Their work has started to pay off in the realm of preventable readmissions, a popular quality metric that can be extremely costly for healthcare organizations that see high numbers of patients returning to the inpatient setting within 30 days of discharge.

“We have a predictive analytics model for readmissions that allows the care manger or the clinician to review a risk score as part of their EHR workflow,” she continued. “It’s updated every two hours during the patient’s stay.  It’s not a separate application they need to go to, and it’s not information that was calculated based on claims data that is six months old.  It’s real-time, and it leverages the clinical data to really identify what that readmission risk is for the patient so their clinicians can act appropriately.”
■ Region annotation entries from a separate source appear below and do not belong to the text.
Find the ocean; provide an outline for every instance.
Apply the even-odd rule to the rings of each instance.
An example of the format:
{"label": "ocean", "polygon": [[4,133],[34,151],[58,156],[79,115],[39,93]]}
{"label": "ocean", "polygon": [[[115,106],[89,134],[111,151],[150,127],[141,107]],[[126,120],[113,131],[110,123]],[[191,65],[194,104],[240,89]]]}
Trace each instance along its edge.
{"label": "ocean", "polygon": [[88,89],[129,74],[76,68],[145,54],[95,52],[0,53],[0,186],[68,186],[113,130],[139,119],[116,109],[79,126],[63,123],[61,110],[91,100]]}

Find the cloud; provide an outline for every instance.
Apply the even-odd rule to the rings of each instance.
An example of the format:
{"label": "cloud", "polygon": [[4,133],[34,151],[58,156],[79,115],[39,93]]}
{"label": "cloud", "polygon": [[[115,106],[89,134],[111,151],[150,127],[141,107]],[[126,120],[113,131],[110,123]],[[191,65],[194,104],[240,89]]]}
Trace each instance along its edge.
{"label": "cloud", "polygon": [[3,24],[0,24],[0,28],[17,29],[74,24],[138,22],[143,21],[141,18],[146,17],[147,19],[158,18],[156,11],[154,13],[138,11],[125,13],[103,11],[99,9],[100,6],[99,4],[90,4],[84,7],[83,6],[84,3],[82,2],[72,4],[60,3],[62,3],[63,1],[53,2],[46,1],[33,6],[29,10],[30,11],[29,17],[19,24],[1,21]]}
Clinicians have historically been wary of new tools that are stuffed into EHR workflows, which may be cumbersome, convoluted, and confusing while providers are attempting to complete even the most basic tasks.  Esposito and her team are well aware of the undercurrent of dissatisfaction that follows many EHR implementations, and they have taken significant steps to ensure that clinicians understand the need for these new tools and are happy with the way they are integrated and deployed.

“We have absolutely ensured that we are collecting feedback on making the tool more useable, friendlier, and definitely much more efficient,” Esposito stated.   “Prior to our collaboration with Cerner and the creation of readmission risk tool, Advocate had its own readmission risk algorithm, but it wasn’t automated.  It actually required care mangers to manually select check boxes and tick off variables that were true of the patient so that they could compute the score. By automating that, we were able to remove those added steps from the work flow, which has certainly saved time and effort.”

“We’ve gone from a 40 percent compliance rate to somewhere near 75 percent,” she added.  “We’re continuing to collect feedback from our end users and incorporate changes to ensure that the solution and the model are being utilized appropriately.  We have two clinical process designers working on our team.  They have a clinical background, and their sole purpose is to ensure that we understand the workflow from the clinicians’ point of view.  They do a lot of work to train the staff, and they’re very hands on.”

Engaging staff members to tweak usability concerns and enhance big data tools is an important part of enacting organizational change management.  Big data analytics is often viewed not so much as a project for the HIM department but a cultural shift in the way healthcare organizations provide care, and it isn’t always easy to get boots-on-the-ground clinicians to understand that if they are not involved in the process.

“When we are talking about big data, I think there needs to be a clear purpose,” said Esposito.  “There has to be a core need or a well-defined problem that you are trying to solve.   Big data is a means to an end for solving problems.  So you got to be very clear that you are not pulling this data together just to do put it together. There has got to be a focused effort from the right people to leverage that information so that ultimately you are supporting the business and your population health goals.”

“You need to be sure that what you are creating is usable in the most efficient and easiest way, and that it makes a positive impact on clinicians. Is the clinician leveraging that intelligence that you are providing as part of their workflow in the EHR?  Are they seeing a benefit from it?  That’s going to be the most important piece of any big data project.”

In the primary care setting or in the hospital, clinicians who do not see immediate return on their investment of time and effort may have difficulty embracing the principles of big data-driven population health management, and may not view EHRs and other health IT infrastructure as particularly helpful tools in the fight to navigate rapidly changing reimbursement structures and a seismic shift in the nature of patient care.  EHR systems must act as partners and aids for clinicians, not as barriers that come between a provider and her patient.